John Kerry signals desire to remain in Biden admin ‘in one role or another’

Special Presidential Envoy for Climate John Kerry suggested during the ongoing United Nations climate conference that he was open to remaining in the Biden administration for the foreseeable future.

Kerry’s comments, during which he also vowed to continue his public climate advocacy until his “last breath,” come as the U.N. COP28 climate summit comes to a close. The conference is the third of its kind that Kerry has attended as President Biden’s climate czar and is one of dozens of international climate engagements he has attended since joining the Biden administration in the role in early 2021.

“As long as this is a crisis, I will be organizing and speaking and active in dealing with this challenge,” Kerry said in an interview with Politico Europe last week.
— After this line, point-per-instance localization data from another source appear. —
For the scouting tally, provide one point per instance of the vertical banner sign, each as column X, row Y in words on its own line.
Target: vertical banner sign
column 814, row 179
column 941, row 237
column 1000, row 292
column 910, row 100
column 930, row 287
“Maybe in one role or another,” he said when asked how he envisioned carrying on his work as U.S. climate envoy. “I intend to be a citizen until my last breath. And by that, I mean there are obligations of citizenship, obligations of responsibility, and of speaking out and fighting for values. So, I think one should never turn one’s back on that public obligation.”


United States Special Presidential Envoy for Climate John Kerry attends the UNFCCC Formal Opening of COP28 at the UN Climate Change Conference COP28 at Expo City on Nov. 30 in Dubai, United Arab Emirates.  (Mahmoud Khaled / COP28 via Getty Images)

COP28 kicked off late last month in Dubai and is slated to conclude this week with some form of a new international agreement filled with new, and more aggressive, commitments from nations. The summit has also seen a wide range of new initiatives, including several involving the U.S. delegation led by Kerry.

For example, the U.S. finalized regulations targeting methane emissions of the oil and gas sector and vowed to shutter all remaining coal-fired power plants.


“It’s safe to say that there literally will be hundreds of initiatives that will be announced, many of them coming from the United States, but also many coming from other parts of the world, and I think it’s going to be a very exciting presentation of a global effort that is taking place, even though it’s not happening fast enough or big enough yet,” Kerry told reporters ahead of the conference.

“What is very clear to us – and we will be pushing this the next two weeks that we are here negotiating – we have to move faster,” Kerry added. “We have to be much more seized of this issue all around the planet. There’s too much business as usual still.”

And in his interview with Politico Europe, Kerry reiterated why he is so passionate about combating global warming. 

The COP28 logo is pictured during the United Nations Climate Change Conference COP28 in Dubai, United Arab Emirates. (Jakub Porzycki/NurPhoto via Getty Images)

“The bottom line is that we have to do things because it’s a crisis and life itself is at stake,” he said. “There are serious challenges right now.”

In his role as special presidential envoy for climate, Kerry regularly travels around the world, attending high-profile climate summits and diplomatic engagements in an effort to push a global transition from fossil fuels to green energy alternatives.


He has also received criticism for his use of a private jet owned by his family. According to flight tracking data obtained by Fox News Digital in July 2022, a Gulfstream GIV-SP jet owned by Kerry’s family made a total of 48 trips that lasted more than 60 hours and emitted an estimated 715,886 pounds, or 325 metric tons, of carbon over the course of the Biden administration’s first 18 months.

However, one month after the Fox News Digital report that highlighted the jet’s extensive carbon footprint, and after lawmakers blasted Kerry for apparent hypocrisy, the Gulfstream jet was sold to an energy-focused hedge fund in New York City. Whitney Smith, a State Department spokesperson, confirmed the sale in a statement earlier this year and said Kerry travels commercially in his current role.

And Kerry’s talks with his Chinese counterparts have also faced congressional scrutiny over their potential impact on national security and the U.S. economy.

Kerry’s office didn’t immediately respond to a request for comment.